– Тебя что-то беспокоит, Люк.

Её голос ласково коснулся его слуха, он вздрогнул, словно пробудившись от сна, и посмотрел на Мэри. Ещё секунду назад ему казалось, что он не хочет обременять жену своими мыслями, но теперь он понимал, что только она ― как и всегда ― может дать ему успокоение.

– Что-то будет, Мэри. Наш сын ещё недавно был совсем ребёнком. Но с каждым днём я вижу, как что-то меняется в нём. Однажды ему захочется большего, ― Люк невольно отметил про себя, что когда-то так говорили о нём самом. ― И это не остановить.

– А разве тебя что-то могло остановить тогда, когда ты искал Тот Берег, Люк? И хотел бы ты, чтобы что-то тебя останавливало?

Он вздохнул.

– Нет.

Мэри помолчала, потом заговорила тише.

– Сказать, что я очень люблю нашего мальчика, ― ничего не сказать. Но я всегда видела, что характером он пошёл в отца. ― Мэри посмотрела в глаза Люку. ― И я горжусь этим.

– Ох, Мэри… ― проговорил он и больше ничего не ответил.

Мэри долго молчала, но внезапная мысль промелькнула в её голове. Сначала она отмахнулась от неё, но внутреннее чувство подсказало ей, что сейчас это единственное средство помочь мужу.

– Люк… Может, это не вовремя, но… Могу я попросить тебя?

– Да?

– Сыграй что-нибудь.

Он удивлённо посмотрел на неё, не предполагая такой просьбы. Но неожиданно почувствовал, что и ему самому этого хочется.

– Хорошо.

Со странным волнением Мэри следила за тем, как он достал скрипку, встал лицом к иллюминатору и вскинул смычок. Сколько раз за эти годы она слышала его игру, но так, как он играл сейчас, он не играл никогда. Столько силы, надежды и боли было в этой музыке, что весь мир вдруг подёрнулся дымкой и исчез за ней, и для Мэри остались только эти звуки, море, звёзды и силуэт музыканта.

Когда он закончил играть ― казалось, прошла целая вечность и в то же время она была подобна мгновению, ― Мэри встала, потушила свечу и молча приблизилась к Люку. В темноте она обнимала его напряжённые плечи, зарывалась пальцами в его мягкие волосы, и какая-то волна поднималась в ней, и слёзы наворачивались на глаза от осознания чего-то бесконечно большого и связанного только с ним, с ним одним.
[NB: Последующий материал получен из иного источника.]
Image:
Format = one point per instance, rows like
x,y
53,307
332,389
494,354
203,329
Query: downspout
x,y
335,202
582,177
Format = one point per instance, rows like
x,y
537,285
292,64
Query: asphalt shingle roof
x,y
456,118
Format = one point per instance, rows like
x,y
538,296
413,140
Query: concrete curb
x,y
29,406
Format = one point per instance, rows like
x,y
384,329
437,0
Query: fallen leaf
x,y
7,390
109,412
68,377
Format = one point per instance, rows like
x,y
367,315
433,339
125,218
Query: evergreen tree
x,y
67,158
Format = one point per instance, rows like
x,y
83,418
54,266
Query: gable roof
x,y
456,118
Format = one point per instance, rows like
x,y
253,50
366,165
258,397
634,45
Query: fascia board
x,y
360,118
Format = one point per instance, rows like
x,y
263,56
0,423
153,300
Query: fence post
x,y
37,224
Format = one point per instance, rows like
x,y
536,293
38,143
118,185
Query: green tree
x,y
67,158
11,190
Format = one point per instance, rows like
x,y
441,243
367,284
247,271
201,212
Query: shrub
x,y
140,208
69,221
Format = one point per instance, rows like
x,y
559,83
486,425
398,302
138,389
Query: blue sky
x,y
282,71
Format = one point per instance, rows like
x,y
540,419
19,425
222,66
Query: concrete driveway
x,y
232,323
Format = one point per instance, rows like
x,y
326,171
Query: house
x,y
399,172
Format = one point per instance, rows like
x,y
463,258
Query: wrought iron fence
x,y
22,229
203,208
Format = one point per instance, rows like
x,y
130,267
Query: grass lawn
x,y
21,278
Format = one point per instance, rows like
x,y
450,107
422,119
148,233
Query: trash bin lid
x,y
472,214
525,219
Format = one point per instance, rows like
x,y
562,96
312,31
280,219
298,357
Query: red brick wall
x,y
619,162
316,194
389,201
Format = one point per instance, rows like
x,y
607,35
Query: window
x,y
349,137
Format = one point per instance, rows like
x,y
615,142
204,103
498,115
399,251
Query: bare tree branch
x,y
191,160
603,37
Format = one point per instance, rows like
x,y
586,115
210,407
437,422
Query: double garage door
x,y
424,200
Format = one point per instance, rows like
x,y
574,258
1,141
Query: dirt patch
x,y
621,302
Некоторое время он просто стоял, глядя в морскую даль. Потом отложил скрипку и резко повернулся к Мэри, сразу найдя губами её губы. Его рука нежно, но настойчиво скользнула к шнуровке на её платье, и дальнейшие разговоры были прекращены до следующего дня.

VII

Солнечный луч пробежал по стенам и полу, ненадолго задержался на краю белой простыни, легонько коснулся вытянутой руки молодой женщины и остановился на её щеке, обрамлённой вьющимися каштановыми волосами. В полусне она улыбнулась, ресницы её дрогнули. В этом едва заметном движении совершилась неуловимая перемена её состояния: только что всё спало в ней, но вот она открыла глаза, и, словно в волшебной сказке про спящую принцессу, пробуждающее дыхание жизни начало медленно заполнять пространство вокруг неё, окончательно превращая прошедшую ночь в наступающий день.

Мэри потянулась и приподнялась на локте. Ощущение чего-то глубокого и чистого в её душе проснулось ещё раньше неё и было первым, что она почувствовала, даже не осознавая причин, вызвавших это ощущение. Она зажмурилась от солнечного света, но луч уже скользнул ниже, и она перевела взгляд на мужа.

Каждое такое утро она встречала как впервые. Когда-то ей казалось, что высшая радость, какая может быть в мире, ― окунаться в сияние его чистых голубых глаз в ночной темноте, взлетая вместе с ним в звёздном океане. Но однажды она поняла, что есть радость ещё большая, чем эта, ― просыпаться рядом с ним, не боясь, что его образ растает, как грёзы, слышать его дыхание, видеть его, любить и желать ― в жизни, а не в мечтах.